OpenGVLab / OmniQuant

[ICLR2024 spotlight] OmniQuant is a simple and powerful quantization technique for LLMs.
MIT License
689 stars 53 forks source link

[Llama-2-7B-chat] ppl of w4a8 is nan #51

Closed xingchensong closed 9 months ago

xingchensong commented 9 months ago

When I perform w4a4 quantization and w4a8 quantization separately on the Llama-2-7B-chat model, w4a8 yields significantly lower loss compared to w4a4. However, the PPL of w4a8 is "nan," while the PPL of w4a4 is 23.7.

please see the script and log I used to quantize the model:

ChenMnZ commented 9 months ago

It is weird. I will give it a try.

xingchensong commented 9 months ago

According to this comment https://github.com/OpenGVLab/OmniQuant/issues/25#issuecomment-1770278455

It might be caused by let, I will conduct a comparative experiment that does not involve it. (However, this issue still remains peculiar because w4a4 also incorporates the use of let)
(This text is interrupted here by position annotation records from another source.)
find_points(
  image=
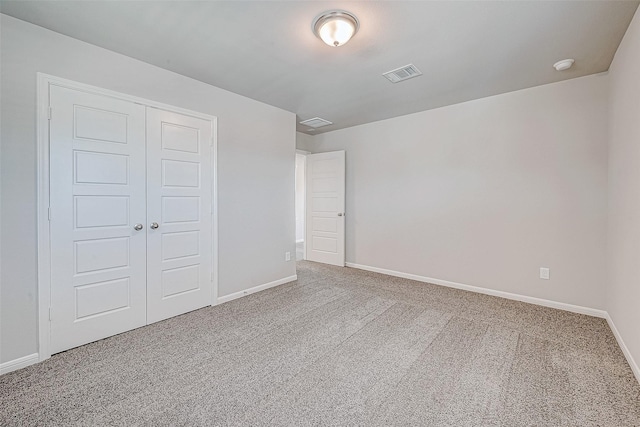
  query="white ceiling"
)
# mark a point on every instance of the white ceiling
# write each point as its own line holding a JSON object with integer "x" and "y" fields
{"x": 265, "y": 50}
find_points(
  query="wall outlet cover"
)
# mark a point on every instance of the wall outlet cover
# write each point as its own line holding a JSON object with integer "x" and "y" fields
{"x": 544, "y": 273}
ChenMnZ commented 9 months ago

Sorry for the confusion.

Actually, the command you used is right. For LLaMa weight only quantization, we only use --lwc. For LLaMa weight-activation quantization, we use both --lwc and --let.

xingchensong commented 9 months ago

Adding the parameters --let_lr 1e-3 and --alpha 0.75 resolved the issue for the W4A8 configuration.